The State insurer, apparently, can make changes to active policies at will.
The changes, besides altering coverage and deductibles, for example, could also mean a higher premium cost in some cases and in others a decrease.
The first major change to the non-obligatory policy is the removal of the “franquicia” deductible, by which the insured assumed part of the risk in the exchange for a lower premium.
All supplementary vehicle insurance products will now have a 20% deductible, as was the case before 2008. Also, the minimum deductible will be between ¢150,000 colones for ‘standard’ and ¢300,000 for ‘quality’ vehicles.
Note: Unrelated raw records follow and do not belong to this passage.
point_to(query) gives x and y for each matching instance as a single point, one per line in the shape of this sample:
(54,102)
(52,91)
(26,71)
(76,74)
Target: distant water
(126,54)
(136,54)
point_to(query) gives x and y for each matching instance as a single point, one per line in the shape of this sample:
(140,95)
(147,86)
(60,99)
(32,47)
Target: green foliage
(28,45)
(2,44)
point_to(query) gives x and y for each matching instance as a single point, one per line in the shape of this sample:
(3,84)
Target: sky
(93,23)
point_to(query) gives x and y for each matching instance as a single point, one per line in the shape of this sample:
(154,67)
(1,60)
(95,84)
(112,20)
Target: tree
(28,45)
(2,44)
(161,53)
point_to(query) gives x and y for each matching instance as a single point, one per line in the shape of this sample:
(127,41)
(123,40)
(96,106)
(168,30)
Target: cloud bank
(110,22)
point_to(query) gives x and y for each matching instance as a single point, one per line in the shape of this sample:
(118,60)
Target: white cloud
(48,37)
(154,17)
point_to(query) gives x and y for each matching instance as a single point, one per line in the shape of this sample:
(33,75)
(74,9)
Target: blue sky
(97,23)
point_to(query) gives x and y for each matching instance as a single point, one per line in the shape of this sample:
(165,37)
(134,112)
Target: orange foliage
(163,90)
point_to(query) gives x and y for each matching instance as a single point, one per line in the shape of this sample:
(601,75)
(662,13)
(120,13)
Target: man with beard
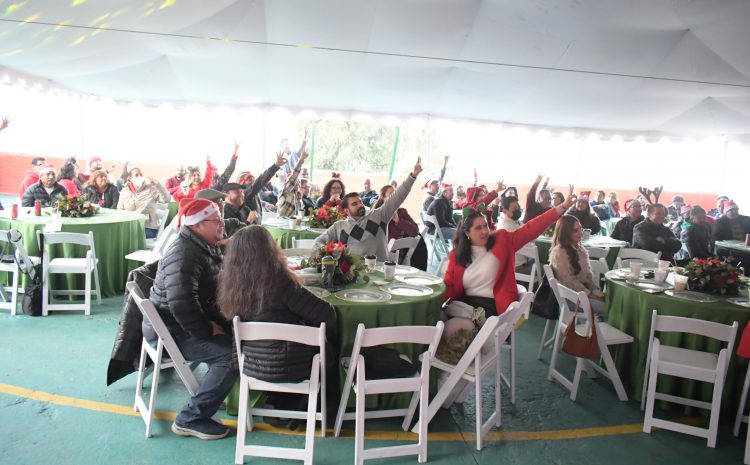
(511,214)
(367,233)
(45,190)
The INS will continue to offer a zero deductible at a premium cost.
Another change, is in the event of an accident, the vehicles cannot be moved until an INS inspector has arrived at the scene. This goes contrary to the new traffic rule that allows vehicles involved in a “minor” accident (no personal injury, for example) to be moveed the vehicles if both parties agree, signing a document to that effect. See our report Minor Traffic Accident Reconciliation Rule Starts Jan. 7
It is unclear in the INS statement, but the no move rule seems to apply only to vehicles with a zero deductible. In the information packet, the INS says ‘that if the vehicles a moved, the zero deductible will not apply’.
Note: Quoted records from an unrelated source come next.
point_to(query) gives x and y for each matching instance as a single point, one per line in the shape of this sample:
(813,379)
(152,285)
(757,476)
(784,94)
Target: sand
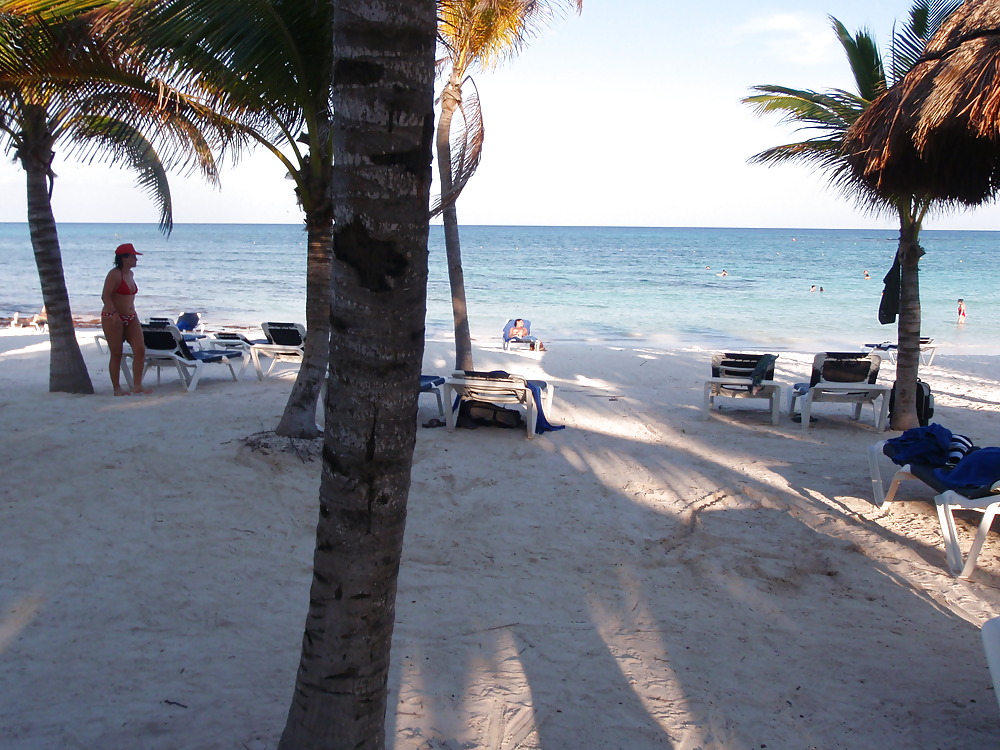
(641,579)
Among other changes is a reduction of benefits for the Asistencia en Carreteras Extendida (Extended Road Assistance).
The changes by the INS will also impact customers of the other six auto insurance operators in the country, because the INS continues to be the benchmark for vehicle insurance coverage, given that the State insurer handles almost 90% of the market share.
The change does not affect coverage of the obligatory insurance – third-party liability – policy included in the Marchamo, the annual circulation permit.